Spaceport will have two new tenants
Governor announces 20 more jobs will be at facility
Gov. Michelle Lujan Grisham announced on Thursday that two companies plan to move into Spaceport America, which is expected to bring over 20 more jobs to the New Mexico launch and landing facility.
TMD Defense and Space, an El Paso-based missile designer and manufacturer, will move 10 engineers and support staff to Las Cruces to start testing ballistic missiles at the spaceport this fall, the governor said at an event in the Rotunda of the Roundhouse. The company aims to perform between four and six test launches per year at the port.
White Sands Research and Developers,
an aerospace services company, is moving to the spaceport and plans to station almost a dozen employees there in the coming years, Lujan Grisham said.
“New Mexico’s aerospace industry is rapidly expanding,” the governor said on Twitter after the event. “New Mexico will continue to be a national and global leader in this innovative industry, growing the state’s economy and creating high-paying jobs.”
The governor also presented the winning University of New Mexico rocket team with the spaceport’s Chile Cup award. UNM competed against New Mexico State in the 2019 Spaceport America Cup.
The governor’s budget recommendations for the legislative session include funding for eight additional full-time employees at the spaceport, which is
the same request its CEO Dan Hicks made to legislators in October.
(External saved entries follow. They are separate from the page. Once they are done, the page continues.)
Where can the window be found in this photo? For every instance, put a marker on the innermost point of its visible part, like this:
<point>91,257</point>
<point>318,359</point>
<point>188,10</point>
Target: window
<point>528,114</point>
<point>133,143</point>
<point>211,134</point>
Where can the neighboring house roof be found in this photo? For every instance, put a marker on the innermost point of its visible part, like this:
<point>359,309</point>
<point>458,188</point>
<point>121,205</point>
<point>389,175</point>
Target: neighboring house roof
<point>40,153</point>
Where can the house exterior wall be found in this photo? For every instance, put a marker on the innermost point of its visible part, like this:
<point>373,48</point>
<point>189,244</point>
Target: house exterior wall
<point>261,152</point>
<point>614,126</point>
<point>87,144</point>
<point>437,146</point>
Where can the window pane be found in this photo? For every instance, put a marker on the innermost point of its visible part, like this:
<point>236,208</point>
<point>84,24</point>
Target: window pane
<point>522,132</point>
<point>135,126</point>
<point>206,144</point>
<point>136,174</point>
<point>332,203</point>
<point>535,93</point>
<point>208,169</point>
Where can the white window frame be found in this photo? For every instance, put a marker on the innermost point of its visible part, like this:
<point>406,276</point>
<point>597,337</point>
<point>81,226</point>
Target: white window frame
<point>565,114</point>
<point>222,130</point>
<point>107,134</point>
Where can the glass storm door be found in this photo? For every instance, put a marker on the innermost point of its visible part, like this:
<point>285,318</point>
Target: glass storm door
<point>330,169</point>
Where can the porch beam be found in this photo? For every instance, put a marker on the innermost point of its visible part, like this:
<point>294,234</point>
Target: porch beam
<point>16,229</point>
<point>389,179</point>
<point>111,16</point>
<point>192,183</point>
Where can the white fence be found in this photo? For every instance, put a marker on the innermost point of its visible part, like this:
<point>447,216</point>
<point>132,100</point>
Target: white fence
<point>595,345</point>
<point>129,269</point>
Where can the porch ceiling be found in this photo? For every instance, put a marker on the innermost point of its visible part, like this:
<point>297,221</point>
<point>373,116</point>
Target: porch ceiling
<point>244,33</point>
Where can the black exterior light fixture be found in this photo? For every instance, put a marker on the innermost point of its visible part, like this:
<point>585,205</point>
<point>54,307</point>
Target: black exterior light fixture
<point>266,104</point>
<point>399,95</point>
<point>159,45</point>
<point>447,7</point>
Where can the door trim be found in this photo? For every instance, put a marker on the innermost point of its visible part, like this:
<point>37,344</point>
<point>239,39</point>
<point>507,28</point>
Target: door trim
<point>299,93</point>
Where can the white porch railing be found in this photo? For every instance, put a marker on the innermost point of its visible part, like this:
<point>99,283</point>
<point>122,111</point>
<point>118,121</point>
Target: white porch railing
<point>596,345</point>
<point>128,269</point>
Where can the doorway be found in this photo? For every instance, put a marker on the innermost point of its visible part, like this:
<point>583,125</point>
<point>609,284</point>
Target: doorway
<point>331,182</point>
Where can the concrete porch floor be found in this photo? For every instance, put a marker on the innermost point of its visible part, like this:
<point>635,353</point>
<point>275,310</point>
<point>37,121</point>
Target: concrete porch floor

Hicks has called for funding to increase staff and boost infrastructure so the port is ready for Virgin Galactic’s first launch sending paying customers into space, which he has projected will happen this summer.
While Virgin conducts test flights, the facility has engaged with a number of other tenants, including Boeing, EXOS Aerospace and SpinLaunch.
That has helped increase the total number of spaceport-related jobs to around 250 from 50 in four years, Hicks said late last year.